As the doctors’ social media protest ballooned, authorities took notice.
We need to organize and demand change to our legal system
A week after the sentencing, Moscow Mayor Sergei Sobyanin tweeted that he was “extremely concerned” about Misyurina’s case. The same day, Duma deputy Vladimir Gutenyov appealed to Prosecutor General Yury Chaika to examine the verdict.
Then, two days later, Moscow’s prosecutor’s office said the ruling ought to be overturned, citing a botched investigation. And soon after, Misyurina was released.
She is not yet in the clear: Although she was allowed to return home, her sentence was not cancelled and an appeal date is still to be set.

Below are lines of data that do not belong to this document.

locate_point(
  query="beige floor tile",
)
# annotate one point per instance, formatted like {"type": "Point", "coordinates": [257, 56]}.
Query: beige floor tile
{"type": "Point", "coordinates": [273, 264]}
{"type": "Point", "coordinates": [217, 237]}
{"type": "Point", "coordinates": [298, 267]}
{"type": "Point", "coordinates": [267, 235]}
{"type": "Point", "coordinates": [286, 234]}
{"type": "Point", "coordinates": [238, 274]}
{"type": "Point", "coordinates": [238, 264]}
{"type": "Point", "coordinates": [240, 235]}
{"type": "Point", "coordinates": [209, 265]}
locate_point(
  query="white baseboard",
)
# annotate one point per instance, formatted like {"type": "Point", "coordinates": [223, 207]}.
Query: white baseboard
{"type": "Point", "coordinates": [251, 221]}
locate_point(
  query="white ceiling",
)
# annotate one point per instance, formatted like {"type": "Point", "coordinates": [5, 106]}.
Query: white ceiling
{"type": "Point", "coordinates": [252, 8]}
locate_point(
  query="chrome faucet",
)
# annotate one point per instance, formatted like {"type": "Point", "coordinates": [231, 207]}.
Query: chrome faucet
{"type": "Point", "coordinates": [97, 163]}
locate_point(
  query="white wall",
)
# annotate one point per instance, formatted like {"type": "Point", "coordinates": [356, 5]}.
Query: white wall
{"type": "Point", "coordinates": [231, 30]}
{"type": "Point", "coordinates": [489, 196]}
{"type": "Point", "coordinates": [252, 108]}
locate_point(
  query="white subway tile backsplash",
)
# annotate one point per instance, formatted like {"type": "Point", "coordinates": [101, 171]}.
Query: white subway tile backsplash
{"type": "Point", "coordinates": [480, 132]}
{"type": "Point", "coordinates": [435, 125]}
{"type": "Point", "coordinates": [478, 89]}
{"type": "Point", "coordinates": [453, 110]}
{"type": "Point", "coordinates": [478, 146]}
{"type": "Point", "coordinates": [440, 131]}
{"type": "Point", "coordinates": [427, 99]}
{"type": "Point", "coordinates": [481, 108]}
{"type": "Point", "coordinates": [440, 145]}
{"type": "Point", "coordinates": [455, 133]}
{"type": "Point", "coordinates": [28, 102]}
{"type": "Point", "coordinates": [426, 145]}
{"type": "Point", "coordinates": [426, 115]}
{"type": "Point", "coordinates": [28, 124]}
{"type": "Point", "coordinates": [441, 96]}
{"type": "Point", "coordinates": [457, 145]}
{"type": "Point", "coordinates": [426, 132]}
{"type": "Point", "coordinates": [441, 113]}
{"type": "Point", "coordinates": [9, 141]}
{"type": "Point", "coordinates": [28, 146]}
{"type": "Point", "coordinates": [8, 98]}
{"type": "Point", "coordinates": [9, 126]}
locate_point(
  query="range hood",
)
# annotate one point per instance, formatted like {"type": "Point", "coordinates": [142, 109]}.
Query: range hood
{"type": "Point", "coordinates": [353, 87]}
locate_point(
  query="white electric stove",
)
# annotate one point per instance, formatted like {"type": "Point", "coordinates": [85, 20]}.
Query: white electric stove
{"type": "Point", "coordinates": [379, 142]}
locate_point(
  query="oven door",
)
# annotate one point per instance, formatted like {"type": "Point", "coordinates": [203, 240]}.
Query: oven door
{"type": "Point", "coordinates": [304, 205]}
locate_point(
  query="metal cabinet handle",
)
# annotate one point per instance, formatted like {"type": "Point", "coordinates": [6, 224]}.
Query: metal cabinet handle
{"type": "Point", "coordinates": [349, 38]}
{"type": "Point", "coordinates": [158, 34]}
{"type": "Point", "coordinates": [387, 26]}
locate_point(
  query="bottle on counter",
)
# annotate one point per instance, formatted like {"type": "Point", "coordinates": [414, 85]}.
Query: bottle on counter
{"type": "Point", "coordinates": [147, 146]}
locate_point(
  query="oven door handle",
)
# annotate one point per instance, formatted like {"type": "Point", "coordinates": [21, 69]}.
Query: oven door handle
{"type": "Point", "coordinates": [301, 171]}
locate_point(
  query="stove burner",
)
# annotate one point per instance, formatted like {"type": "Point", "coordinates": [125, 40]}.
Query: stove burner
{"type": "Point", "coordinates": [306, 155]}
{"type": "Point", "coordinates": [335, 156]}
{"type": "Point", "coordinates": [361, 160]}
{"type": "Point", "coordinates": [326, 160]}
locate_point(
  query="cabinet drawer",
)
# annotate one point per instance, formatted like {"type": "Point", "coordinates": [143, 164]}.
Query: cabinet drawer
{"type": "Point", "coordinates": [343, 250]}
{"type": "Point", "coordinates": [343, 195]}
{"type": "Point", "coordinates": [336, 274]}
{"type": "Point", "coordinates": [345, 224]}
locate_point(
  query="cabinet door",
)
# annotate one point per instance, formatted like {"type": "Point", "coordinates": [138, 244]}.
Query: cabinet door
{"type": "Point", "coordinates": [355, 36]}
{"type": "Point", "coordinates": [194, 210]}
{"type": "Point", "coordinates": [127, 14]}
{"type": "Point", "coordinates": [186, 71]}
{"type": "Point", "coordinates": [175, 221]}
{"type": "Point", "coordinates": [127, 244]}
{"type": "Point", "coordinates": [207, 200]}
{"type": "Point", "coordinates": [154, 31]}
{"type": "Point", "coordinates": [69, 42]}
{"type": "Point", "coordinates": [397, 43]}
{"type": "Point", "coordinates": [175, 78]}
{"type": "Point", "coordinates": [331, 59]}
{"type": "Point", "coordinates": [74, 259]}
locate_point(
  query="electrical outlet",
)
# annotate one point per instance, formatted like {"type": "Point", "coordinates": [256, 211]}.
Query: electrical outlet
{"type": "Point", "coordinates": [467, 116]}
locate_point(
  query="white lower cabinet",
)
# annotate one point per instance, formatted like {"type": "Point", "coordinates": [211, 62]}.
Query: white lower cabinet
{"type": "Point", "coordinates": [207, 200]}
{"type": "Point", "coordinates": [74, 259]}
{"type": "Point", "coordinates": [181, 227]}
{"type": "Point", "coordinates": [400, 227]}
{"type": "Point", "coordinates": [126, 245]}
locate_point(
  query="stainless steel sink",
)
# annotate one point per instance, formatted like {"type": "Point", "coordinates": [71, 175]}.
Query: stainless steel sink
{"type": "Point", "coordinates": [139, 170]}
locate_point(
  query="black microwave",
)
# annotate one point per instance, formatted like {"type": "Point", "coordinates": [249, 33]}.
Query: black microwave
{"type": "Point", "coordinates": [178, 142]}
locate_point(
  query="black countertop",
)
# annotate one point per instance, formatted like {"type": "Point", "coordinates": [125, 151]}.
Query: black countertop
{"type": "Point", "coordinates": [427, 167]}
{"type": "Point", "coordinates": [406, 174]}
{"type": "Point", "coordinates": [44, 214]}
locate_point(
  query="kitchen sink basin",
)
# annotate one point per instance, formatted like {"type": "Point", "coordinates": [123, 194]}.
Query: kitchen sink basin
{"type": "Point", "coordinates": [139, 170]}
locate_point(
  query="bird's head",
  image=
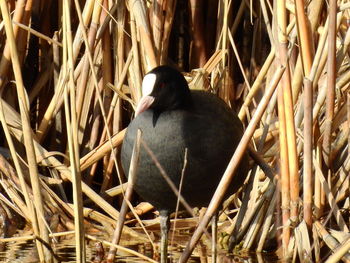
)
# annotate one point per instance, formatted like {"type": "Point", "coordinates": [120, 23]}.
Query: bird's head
{"type": "Point", "coordinates": [163, 88]}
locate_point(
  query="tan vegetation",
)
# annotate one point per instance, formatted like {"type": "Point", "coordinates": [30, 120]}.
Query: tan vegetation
{"type": "Point", "coordinates": [70, 76]}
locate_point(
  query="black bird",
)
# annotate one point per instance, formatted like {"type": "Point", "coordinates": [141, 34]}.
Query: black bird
{"type": "Point", "coordinates": [173, 118]}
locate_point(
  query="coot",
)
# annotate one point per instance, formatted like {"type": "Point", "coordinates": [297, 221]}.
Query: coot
{"type": "Point", "coordinates": [173, 118]}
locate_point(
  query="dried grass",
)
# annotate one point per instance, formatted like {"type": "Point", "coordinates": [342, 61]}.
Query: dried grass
{"type": "Point", "coordinates": [70, 77]}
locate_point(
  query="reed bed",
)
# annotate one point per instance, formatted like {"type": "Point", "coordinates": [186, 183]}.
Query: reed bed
{"type": "Point", "coordinates": [70, 77]}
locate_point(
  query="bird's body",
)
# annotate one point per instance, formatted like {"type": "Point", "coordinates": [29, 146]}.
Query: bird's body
{"type": "Point", "coordinates": [210, 132]}
{"type": "Point", "coordinates": [172, 119]}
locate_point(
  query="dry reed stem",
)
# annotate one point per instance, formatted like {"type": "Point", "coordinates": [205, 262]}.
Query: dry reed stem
{"type": "Point", "coordinates": [39, 223]}
{"type": "Point", "coordinates": [139, 47]}
{"type": "Point", "coordinates": [226, 178]}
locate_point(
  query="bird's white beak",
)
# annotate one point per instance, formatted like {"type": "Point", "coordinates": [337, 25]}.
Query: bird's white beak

In a phone interview, Misyurina, who returned to work the day after her release, said she was touched by the support she received from the medical community. But more importantly, she emphasized, she hopes that doctors will now push for reform.
“We need to organize and demand change to our legal system,” she told The Moscow Times. “Of course this whole situation is catastrophic — not just for me and my family, but for the relatives of the patient too. Still, our country also cannot lose the few quality doctors it has.”
It was a point that hit close to home.
Earlier, Misyurina’s husband, who is also a doctor, told The Moscow Times that their 18-year-old daughter, Anna, had thought about following in her parents’ footsteps, as her older brother had done.
But seeing what her mother has gone through, Andrei Misyurin said Anna has decided to study computer science instead. “We had hoped she would become a doctor too,” he told The Moscow Times. “Now, it’s a more difficult decision to justify.”